Recently electronic music auteur Richards James (aka Aphex Twin) posted over 170 (so far!) free unreleased songs on Soundcloud. Some are snippets and ideas but most are fully formed tracks. From an artist that was minimally visible for almost a decade this wealth of material  is like a godsend to fans. His decision to post under a generic pseudonym (user487363530001) isn't that surprising if you know how he operates

(Update: The User487363530001 soundcloud page  has been removed: WATMM has archived the tracks for download here: )

What is a bit more curious is why now and why post so many things for free all at once? Given the Aphex MO these questions will most likely never be answered but in the meantime fans and new listeners alike can share this work that once was hidden and now is out there for all to enjoy.

I recently discovered another artist had a new album out in 2014 and am kind of kicking myself that I didn't know it sooner. I caught up when I heard her distinctive voice on a TV show of all things and then went to check out if she had released any new material. Sure enough a double album set of 20 new songs has been out since last September. Lucinda Williams is a singer/songwriter versed in blues, country, and rock and roll and not an electronic music pioneer but after poking around I found some data points that stuck me as similar in my experience of finding both sets of recordings.

First and foremost while hungry for more information on her new album I came across this article declaring her one of 2014's most Overlooked Artists. Guilty as charged I thought - I'm a fan and didn't even know she had new material let alone 20 new songs. Turns out she was promoting on everything from the Tonight show to this tasty stripped down set at NPR's Tiny Desk Concert series: 

In his writing Old, But Not in a New Way author Grayson Currin  hits upon this insight:

"When we’re all trying to keep up with the best new Ableton users on Soundcloud or hunt for the best lo-fi uploads to Bandcamp, who has the time and attention to sit down with a 20-song set from a 61-year-old songwriter and parse just how thoughtful and articulate it is? I didn’t. She’ll likely release another record not long after we have a new president, anyway?"


On electronic music forums and mailing lists the Aphex Twin "Soundcloud dumps" (as they been called) have certainly got a lot of attention. But equally it seems some listeners are blinking, retweeting, and moving on the the NEXT(tm) thing. One post I saw recently seemed to miss the point entirely by saying (and I'm paraphrasing) "I really like the outtakes, I wish he'd release another ambient album". This after he just released well over NINE HOURS of just that. 

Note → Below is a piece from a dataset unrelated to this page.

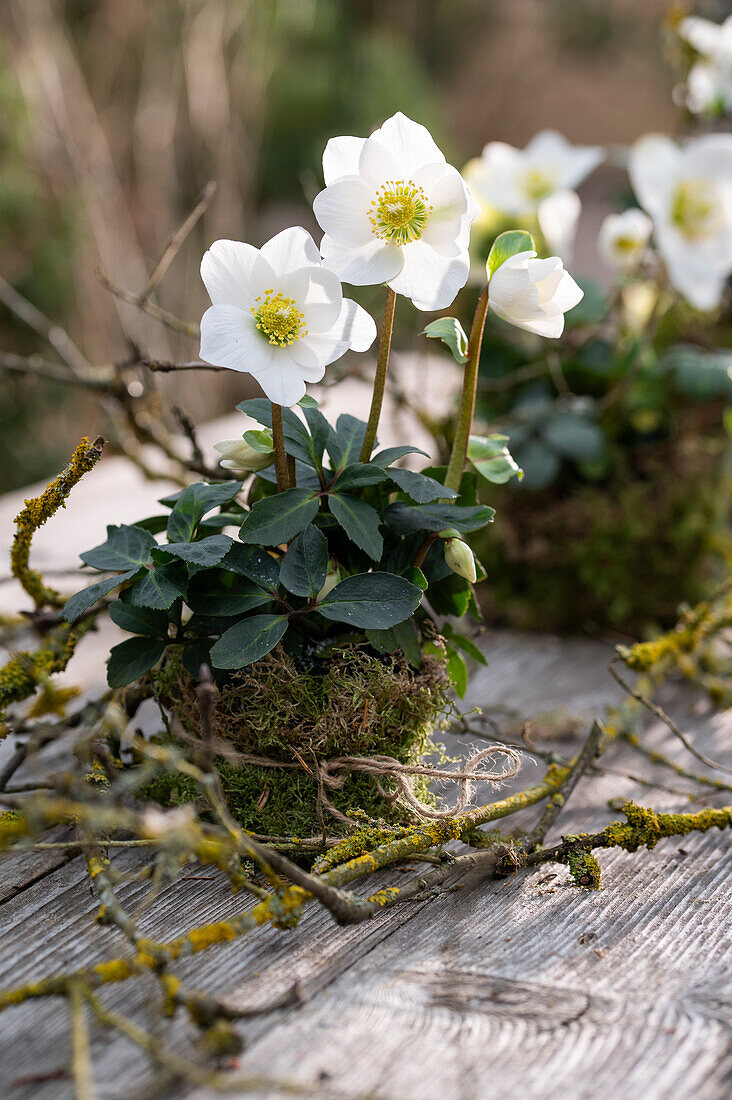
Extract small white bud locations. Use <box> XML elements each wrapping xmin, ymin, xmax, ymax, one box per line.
<box><xmin>488</xmin><ymin>252</ymin><xmax>582</xmax><ymax>339</ymax></box>
<box><xmin>214</xmin><ymin>433</ymin><xmax>274</xmax><ymax>477</ymax></box>
<box><xmin>445</xmin><ymin>539</ymin><xmax>478</xmax><ymax>584</ymax></box>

Are we not paying attention? Are we so spoiled with amazing work that as soon as something brilliant comes out we shrug, tag it, and shove it in a folder on our phones or computers or shelves looking for more without even digesting it? And if it's any of the above or even a combination of those or other reasons what does this say about those who do create music? Are we simply shoveling new recordings together in a collection, tossing it into the electronic aether, and moving on ourselves?

Currin goes on to add:

"This isn’t mere information overload, where folks are flooded with so many sources of online sound that they never give anything a proper spin...  Instead, Spirit and many records like it seem to go unnoticed because, in that new church of overwhelming data and choices, we’re looking to latch onto a narrative hook or the simple feeling of newness that we can share. The appeal of something you’ve never heard (and especially something you suspect very few others have heard) dovetails perfectly with our new sharing infrastructure: This is mine, and by showing it to you, I’ve upped the level of my imprimatur."

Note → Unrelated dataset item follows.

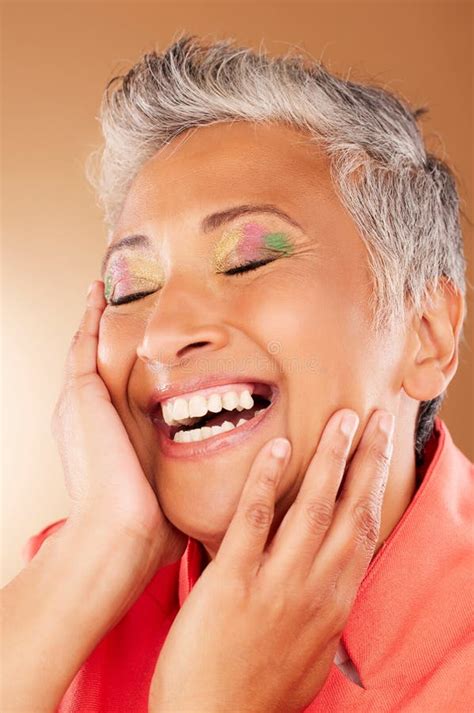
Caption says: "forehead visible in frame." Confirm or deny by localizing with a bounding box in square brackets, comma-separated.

I don't have the answers and openly admit I'm guilty of this as well. There are only so many hours in a week for my ears and mind to dig music and that's even less when you are making it yourself. But as listeners or artists we owe it to ourselves - and others - to be vigilant about the fatigue that can set in in this day and age of electronic distribution and promotion. Not all music is created equal and while no one can tell you what you like it behooves us to pay attention and give what we do recognize as great music and art a fighting chance. 

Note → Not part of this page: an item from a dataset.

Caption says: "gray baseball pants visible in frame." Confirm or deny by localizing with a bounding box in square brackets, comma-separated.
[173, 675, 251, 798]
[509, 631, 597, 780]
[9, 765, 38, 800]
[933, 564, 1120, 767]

I found the new album "Down Where the Spirit Meets the Bone" in passing. In listening to the song "Protection" over and over I found these lyrics and blinked:

You know people be grinnin' and talkin' about me
Make me throw up my hands and call out cryin'
But the world's gonna spin with or without me
So I still get up and I keep on tryin' 

I've always been an advocate of artists having to please themselves first and then share second. it might sound pretentious or arrogant but the reality is sending your notes and words out into the universe is a delicate balance. It's impossible to guess what someone else will like or being happy with if you don't have the foundation of being satisfied with your work first. What she sings so seemingly effortlessly in the lyrics above might be the blueprint for us as consumers and more importantly, fans, to use to make sense of what we see and hear on a daily basis and maybe, just maybe, separate the signal from the noise.